YOUNGSTERS at a primary school in the heart of Oldham have been talking and sharing their feelings and emotions as part of the national Place2Be campaign, which shines a spotlight on the importance of children and young people’s mental health.

Schools, youth groups, organisations and individuals across the UK took part in Children’s Mental Health Week recently. This year’s theme was "Find your Brave".

Bravery comes in all shapes and sizes and is different for everyone. Bravery can be about sharing worries and asking for help, trying something new or pushing yourself outside your comfort zone.

Finding your Brave can build confidence, self-esteem and make children feel good about themselves.

Pupils also thought about how they can promote good mental health within themselves, including spending the afternoon taking part in activities linked to the five ways of wellbeing including; boxing, yoga, colouring, meditation, LEGO.

Throughout the week the children had the opportunity to try something new and meet friends from other classes across the academy.

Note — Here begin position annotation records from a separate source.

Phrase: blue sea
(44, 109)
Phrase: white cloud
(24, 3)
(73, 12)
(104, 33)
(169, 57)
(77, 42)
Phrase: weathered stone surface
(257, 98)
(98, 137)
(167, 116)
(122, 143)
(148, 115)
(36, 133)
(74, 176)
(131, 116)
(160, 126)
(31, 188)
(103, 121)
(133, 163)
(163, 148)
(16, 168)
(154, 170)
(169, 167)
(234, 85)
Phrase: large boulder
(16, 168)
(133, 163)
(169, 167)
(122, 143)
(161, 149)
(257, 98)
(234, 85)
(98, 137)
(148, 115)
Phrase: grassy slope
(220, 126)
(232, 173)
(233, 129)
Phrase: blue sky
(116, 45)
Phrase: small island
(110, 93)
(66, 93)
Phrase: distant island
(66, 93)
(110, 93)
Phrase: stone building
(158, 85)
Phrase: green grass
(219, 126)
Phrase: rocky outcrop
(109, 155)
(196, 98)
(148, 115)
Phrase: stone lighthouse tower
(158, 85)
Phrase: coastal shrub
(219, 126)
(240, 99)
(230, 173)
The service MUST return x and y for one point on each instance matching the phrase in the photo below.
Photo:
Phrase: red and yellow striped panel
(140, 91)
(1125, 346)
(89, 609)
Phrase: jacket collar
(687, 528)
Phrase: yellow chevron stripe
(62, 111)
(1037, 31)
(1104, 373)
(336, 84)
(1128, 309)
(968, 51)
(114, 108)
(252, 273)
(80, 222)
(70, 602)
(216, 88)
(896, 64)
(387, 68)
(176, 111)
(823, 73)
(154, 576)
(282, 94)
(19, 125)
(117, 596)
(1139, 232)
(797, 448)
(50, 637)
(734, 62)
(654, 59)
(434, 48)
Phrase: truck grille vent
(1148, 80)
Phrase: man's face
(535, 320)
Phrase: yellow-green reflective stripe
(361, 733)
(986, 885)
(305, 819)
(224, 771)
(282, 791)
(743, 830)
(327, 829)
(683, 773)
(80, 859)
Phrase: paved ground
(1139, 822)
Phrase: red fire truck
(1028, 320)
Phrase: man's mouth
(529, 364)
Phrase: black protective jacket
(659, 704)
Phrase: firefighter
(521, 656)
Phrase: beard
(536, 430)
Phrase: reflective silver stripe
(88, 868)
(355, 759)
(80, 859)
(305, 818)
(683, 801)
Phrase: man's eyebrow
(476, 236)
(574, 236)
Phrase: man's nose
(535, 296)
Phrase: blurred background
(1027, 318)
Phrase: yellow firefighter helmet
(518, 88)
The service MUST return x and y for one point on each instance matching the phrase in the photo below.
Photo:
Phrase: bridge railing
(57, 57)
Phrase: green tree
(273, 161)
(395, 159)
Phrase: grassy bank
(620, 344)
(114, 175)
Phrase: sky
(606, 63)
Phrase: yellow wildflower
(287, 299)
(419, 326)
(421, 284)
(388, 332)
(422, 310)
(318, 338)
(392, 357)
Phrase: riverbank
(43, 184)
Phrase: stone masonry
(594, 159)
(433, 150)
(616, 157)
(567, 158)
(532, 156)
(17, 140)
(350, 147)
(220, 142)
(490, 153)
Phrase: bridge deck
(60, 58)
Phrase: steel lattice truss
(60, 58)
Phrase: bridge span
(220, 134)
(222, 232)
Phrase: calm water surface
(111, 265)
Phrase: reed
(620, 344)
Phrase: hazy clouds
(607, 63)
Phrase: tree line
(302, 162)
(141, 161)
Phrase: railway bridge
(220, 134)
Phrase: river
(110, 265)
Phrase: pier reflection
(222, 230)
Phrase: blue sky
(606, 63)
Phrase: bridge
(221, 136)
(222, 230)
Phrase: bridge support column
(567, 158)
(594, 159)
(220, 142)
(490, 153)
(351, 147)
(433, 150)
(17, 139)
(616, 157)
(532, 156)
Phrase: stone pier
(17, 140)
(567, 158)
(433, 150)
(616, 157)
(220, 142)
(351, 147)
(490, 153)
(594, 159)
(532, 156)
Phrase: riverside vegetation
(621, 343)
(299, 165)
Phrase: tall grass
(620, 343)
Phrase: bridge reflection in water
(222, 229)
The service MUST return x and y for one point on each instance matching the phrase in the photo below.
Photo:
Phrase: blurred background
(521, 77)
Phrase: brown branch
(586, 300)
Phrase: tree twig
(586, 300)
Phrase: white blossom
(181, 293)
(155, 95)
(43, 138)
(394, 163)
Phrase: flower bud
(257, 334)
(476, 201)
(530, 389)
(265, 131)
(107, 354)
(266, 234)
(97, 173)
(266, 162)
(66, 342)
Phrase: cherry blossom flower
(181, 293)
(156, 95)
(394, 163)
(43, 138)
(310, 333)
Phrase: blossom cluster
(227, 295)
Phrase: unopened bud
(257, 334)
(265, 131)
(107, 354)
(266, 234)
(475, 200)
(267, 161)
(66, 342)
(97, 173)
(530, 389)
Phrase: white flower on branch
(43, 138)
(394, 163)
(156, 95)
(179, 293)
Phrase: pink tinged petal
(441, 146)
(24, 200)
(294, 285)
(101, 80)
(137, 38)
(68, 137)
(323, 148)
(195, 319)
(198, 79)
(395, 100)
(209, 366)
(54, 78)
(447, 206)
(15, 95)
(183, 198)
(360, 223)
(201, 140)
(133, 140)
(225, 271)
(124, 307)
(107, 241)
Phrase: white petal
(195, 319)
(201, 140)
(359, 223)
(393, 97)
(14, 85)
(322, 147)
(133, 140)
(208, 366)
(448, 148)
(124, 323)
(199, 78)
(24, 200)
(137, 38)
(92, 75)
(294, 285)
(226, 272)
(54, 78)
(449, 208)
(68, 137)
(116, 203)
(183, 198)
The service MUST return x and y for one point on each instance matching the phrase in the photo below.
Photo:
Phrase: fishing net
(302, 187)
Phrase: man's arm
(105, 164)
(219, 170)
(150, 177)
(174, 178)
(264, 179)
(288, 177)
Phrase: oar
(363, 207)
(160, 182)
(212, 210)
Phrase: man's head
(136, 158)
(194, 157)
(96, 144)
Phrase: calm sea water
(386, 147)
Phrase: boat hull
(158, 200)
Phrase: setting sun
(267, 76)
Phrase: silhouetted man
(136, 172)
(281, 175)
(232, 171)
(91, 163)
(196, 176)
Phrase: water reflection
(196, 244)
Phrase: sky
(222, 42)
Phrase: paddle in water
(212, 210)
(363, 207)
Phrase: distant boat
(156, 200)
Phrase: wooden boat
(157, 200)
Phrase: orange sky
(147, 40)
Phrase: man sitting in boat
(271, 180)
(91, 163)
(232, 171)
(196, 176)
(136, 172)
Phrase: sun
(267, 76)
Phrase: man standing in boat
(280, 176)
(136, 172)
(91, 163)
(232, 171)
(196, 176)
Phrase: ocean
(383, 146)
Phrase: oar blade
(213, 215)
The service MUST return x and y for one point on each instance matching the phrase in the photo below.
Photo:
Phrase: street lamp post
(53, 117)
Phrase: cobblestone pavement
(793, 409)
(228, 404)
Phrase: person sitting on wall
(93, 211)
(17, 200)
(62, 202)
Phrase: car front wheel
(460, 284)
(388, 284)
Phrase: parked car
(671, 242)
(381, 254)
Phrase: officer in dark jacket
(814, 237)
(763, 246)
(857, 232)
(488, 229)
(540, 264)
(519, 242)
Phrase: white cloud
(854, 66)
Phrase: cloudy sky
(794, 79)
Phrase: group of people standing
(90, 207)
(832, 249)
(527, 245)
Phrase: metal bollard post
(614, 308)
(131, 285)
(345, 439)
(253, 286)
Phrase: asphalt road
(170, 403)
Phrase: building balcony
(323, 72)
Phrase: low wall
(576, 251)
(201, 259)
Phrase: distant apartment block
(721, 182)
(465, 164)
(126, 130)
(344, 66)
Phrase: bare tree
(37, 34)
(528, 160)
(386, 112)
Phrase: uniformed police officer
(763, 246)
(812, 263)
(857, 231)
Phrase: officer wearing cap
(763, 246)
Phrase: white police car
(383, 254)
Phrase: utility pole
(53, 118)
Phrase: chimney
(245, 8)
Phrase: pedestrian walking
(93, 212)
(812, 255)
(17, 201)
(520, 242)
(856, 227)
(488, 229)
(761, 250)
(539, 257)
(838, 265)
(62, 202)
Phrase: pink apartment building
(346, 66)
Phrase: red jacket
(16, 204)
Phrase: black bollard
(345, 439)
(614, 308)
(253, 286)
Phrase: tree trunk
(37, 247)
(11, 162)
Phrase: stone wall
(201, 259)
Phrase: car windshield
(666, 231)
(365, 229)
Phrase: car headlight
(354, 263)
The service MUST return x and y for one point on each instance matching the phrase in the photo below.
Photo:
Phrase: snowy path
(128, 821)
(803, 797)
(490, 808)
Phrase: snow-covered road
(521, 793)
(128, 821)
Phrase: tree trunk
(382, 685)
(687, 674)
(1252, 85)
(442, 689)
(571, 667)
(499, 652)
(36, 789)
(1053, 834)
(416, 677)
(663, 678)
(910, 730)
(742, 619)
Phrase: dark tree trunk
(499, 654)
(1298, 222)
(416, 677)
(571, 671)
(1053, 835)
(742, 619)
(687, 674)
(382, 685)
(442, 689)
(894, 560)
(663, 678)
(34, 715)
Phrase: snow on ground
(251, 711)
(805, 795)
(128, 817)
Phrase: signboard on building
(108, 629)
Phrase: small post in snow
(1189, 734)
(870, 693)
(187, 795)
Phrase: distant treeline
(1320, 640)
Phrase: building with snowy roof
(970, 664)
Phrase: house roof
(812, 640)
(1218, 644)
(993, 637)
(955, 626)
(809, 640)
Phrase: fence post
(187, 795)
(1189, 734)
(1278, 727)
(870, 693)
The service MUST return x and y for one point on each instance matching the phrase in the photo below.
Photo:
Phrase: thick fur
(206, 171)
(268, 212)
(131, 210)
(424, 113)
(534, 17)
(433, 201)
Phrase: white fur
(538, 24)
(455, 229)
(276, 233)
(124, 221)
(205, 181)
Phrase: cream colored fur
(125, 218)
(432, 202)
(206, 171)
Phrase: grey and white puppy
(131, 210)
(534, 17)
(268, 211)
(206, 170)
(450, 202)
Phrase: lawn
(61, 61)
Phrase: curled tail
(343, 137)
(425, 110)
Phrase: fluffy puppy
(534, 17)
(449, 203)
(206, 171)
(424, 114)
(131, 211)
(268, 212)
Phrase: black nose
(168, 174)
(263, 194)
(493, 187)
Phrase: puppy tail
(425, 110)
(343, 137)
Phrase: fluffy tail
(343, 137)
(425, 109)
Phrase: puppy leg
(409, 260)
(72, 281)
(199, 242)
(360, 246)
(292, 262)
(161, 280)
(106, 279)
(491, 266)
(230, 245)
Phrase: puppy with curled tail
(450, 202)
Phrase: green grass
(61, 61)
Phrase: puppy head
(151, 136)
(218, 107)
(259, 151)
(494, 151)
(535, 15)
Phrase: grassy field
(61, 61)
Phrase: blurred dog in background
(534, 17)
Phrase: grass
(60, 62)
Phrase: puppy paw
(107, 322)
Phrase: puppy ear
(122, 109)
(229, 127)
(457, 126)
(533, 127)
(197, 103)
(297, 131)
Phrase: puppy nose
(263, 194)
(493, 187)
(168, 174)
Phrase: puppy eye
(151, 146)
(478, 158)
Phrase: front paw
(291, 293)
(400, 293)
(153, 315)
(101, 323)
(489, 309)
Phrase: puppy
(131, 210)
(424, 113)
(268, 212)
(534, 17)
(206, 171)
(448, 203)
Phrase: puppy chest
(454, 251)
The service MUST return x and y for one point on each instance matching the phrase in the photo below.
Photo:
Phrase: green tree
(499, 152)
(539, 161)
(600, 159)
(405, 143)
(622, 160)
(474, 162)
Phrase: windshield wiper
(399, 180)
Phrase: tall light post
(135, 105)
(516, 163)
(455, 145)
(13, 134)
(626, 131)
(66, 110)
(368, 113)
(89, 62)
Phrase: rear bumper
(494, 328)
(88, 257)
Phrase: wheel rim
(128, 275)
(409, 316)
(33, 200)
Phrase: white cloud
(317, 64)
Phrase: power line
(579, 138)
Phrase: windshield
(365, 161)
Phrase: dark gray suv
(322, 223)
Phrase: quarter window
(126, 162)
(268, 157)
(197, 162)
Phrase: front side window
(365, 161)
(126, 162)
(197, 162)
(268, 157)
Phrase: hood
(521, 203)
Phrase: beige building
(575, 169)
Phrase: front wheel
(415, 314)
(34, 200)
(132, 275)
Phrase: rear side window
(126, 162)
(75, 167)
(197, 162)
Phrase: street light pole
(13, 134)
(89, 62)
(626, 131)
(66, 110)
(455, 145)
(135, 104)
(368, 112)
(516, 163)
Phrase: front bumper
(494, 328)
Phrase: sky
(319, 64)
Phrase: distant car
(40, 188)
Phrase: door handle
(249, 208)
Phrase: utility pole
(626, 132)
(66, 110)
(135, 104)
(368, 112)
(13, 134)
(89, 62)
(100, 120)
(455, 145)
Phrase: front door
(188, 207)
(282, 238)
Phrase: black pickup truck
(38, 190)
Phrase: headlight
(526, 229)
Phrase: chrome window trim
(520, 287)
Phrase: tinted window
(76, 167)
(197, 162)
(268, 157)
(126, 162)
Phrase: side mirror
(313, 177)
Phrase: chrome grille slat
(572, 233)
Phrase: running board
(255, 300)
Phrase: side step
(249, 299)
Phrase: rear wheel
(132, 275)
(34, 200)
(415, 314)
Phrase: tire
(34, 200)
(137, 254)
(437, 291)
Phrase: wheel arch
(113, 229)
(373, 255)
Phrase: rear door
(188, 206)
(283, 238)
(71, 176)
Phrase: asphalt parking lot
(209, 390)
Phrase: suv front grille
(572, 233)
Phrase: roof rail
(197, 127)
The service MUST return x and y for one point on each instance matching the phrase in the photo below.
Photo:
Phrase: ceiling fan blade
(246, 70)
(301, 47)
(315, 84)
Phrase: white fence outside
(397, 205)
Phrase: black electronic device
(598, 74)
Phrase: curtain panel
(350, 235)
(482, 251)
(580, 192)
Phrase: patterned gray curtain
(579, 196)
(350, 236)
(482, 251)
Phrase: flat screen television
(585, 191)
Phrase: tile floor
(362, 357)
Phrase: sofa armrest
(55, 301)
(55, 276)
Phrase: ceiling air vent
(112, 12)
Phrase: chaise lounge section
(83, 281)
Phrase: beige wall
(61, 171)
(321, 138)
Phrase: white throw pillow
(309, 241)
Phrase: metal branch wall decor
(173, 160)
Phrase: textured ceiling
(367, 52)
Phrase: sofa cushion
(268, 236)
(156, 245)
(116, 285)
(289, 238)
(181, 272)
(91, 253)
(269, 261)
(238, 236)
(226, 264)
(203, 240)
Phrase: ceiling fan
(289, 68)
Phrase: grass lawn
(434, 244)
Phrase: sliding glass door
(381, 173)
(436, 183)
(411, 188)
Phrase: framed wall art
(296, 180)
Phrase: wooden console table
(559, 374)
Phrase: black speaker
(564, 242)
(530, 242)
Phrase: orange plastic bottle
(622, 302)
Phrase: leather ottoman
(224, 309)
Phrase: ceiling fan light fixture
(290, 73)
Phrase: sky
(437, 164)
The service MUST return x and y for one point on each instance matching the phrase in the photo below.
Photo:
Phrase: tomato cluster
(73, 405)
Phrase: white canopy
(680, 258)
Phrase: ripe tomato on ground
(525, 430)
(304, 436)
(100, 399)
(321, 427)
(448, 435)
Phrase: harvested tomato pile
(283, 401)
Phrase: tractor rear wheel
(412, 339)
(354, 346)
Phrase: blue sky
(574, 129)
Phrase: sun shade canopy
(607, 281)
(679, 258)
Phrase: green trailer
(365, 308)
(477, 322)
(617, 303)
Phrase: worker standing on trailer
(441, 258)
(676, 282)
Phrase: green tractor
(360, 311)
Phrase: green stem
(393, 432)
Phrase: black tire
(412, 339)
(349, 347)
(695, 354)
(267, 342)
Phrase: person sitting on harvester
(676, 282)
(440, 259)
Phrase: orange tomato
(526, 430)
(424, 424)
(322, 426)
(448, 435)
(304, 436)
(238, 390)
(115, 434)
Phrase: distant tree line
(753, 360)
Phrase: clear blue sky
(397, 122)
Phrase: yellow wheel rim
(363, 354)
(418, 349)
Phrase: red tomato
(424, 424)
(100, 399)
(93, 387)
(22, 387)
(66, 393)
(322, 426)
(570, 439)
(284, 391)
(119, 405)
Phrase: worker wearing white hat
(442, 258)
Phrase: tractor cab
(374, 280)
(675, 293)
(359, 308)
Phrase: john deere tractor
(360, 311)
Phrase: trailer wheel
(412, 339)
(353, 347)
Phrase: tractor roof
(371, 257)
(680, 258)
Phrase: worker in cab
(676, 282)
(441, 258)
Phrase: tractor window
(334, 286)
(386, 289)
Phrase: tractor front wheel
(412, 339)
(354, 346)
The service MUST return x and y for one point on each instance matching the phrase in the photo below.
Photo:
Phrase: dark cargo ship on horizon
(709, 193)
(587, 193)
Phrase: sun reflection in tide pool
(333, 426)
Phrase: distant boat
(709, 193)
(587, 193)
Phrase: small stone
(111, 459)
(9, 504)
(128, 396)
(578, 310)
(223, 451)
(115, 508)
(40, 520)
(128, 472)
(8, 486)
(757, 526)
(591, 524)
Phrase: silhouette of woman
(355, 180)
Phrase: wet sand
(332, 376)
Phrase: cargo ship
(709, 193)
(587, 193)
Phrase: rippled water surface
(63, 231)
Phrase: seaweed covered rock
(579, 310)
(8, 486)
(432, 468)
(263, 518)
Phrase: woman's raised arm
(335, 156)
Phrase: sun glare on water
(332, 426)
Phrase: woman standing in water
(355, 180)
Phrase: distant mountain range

Claudia Kay, mental health lead at Oasis Academy Clarksfield, said: “It has been an amazing week. It has been great to see and hear the work that the children have been covering.”

“All of our children took part in a competition this week. They designed and created hats that represented their idea of mental wellbeing. They were fantastic. Our Wellbeing Champions had the tricky job of choosing the winners, who all received a special prize – a beautiful mindfulness colouring book.”

“Throughout the week, children were thinking about what ‘bravery’ is and when different characters in stories had to be brave.

“This week has enabled some children to do something they might not have thought they could do. A special thank you to the staff who have made this week possible.”

Place2Be launched the first ever Children’s Mental Health Week in 2015 to shine a spotlight on the importance of children and young people’s mental health. Now in its sixth year, they hope to encourage more people than ever to get involved and spread the word about mental health in children.

It was not just pupils who took part in the week. Teachers have also been thinking about their own mental health, and all took a break to chat over cake and a cup of tea. It may be Children's Mental Health Week, but it is important for everyone to take care of their mental health.